Background: The number of patients with primary Sjögren’s syndrome (pSS) who require total knee arthroplasty (TKA) is expected to increase, and there are few studies describing their outcomes. This research was focused on the evaluation of a TKA cohort in pSS patients and to compare outcomes with those of matched individuals from the general population. Methods: From 2004 to 2020, we found 36 TKAs in 30 patients with pSS from the single-institution arthroplasty registry, and they were matched for age, gender, bilateral or unilateral surgery, American Society of Anesthesiologists (ASA) score, and year of surgery with 72 TKAs in 60 osteoarthritis patients without rheumatic diseases (1:2 ratio). Perioperative outcomes were obtained, and clinical evaluations were performed at the last follow-up. Results: After a mean six-year follow-up, both cohorts had similar knee function and health-related quality of life outcomes. The pSS group had more patients with post-operative anemia and hypoalbuminemia and more patients needing platelet transfusion. There were no significant differences in other complications, the rates of 90-day readmission, or overall revision. By multivariate analysis, the influencing factor for anemia in pSS patients was lower preoperative hemoglobin (OR = 0.334, 95% CI (0.125−0.889), p < 0.05). Conclusions: Our study demonstrated that pSS patients who received TKA could achieve comparable clinical outcomes to the general population. However, more attention should be paid to the perioperative hematological management of pSS patients who underwent TKA.
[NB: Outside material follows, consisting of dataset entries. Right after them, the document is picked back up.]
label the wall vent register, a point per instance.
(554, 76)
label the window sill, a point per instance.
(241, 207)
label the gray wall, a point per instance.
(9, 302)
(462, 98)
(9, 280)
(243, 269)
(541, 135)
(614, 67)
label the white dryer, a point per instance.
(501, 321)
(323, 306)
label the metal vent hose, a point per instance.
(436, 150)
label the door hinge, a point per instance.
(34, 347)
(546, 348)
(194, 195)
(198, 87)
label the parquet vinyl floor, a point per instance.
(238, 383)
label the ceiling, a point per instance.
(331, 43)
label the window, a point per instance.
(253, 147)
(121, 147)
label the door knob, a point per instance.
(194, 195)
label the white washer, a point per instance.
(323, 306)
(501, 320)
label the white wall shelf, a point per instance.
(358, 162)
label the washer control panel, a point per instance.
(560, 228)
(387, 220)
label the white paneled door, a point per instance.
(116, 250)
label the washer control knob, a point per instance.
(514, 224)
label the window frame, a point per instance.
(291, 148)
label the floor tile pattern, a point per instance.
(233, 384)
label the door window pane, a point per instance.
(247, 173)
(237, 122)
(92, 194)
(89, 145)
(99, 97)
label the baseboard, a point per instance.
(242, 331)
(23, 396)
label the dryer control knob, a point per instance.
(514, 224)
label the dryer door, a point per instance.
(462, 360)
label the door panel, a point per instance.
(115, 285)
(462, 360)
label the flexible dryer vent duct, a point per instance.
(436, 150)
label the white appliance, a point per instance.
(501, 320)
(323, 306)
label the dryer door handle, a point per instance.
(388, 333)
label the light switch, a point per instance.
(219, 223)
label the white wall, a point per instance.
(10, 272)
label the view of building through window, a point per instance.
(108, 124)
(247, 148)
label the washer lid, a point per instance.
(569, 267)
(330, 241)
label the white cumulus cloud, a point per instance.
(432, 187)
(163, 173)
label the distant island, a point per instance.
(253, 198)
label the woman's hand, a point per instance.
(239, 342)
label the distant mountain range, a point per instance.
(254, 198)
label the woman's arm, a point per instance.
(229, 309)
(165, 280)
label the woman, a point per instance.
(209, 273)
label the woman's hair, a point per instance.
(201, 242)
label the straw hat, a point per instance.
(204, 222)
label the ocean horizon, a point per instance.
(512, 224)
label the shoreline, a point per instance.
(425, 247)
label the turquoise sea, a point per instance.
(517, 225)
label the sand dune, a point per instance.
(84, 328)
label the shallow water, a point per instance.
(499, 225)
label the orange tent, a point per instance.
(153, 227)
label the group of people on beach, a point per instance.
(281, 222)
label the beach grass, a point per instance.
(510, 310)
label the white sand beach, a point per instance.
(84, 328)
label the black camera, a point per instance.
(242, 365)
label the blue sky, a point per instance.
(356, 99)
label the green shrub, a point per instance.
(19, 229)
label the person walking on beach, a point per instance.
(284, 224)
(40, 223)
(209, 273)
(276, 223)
预计需要全膝关节置换术(TKA)的原发性干燥综合征(pSS)患者数量将会增加,但描述其手术结果的研究较少。本研究聚焦于评估pSS患者的TKA队列,并将结果与普通人群中匹配个体的结果进行比较。方法:2004年至2020年,我们从单机构关节置换登记处发现30例pSS患者中有36例接受了TKA手术,按照年龄、性别、双侧或单侧手术、美国麻醉医师协会(ASA)评分以及手术年份,将他们与60例无风湿性疾病的骨关节炎患者中的72例TKA手术患者进行匹配(比例为1:2)。获取围手术期结果,并在末次随访时进行临床评估。结果:平均随访6年后,两个队列的膝关节功能和与健康相关的生活质量结果相似。pSS组术后贫血和低白蛋白血症患者更多,需要输血的患者也更多。在其他并发症、90天再入院率或总体翻修率方面没有显著差异。多因素分析显示,pSS患者贫血的影响因素是术前血红蛋白水平较低(OR = 0.334,95%CI(0.125−0.889),p < 0.05)。结论:我们的研究表明,接受TKA手术的pSS患者可以获得与普通人群相当的临床结果。然而,对于接受TKA手术的pSS患者,应更加关注其围手术期血液学管理。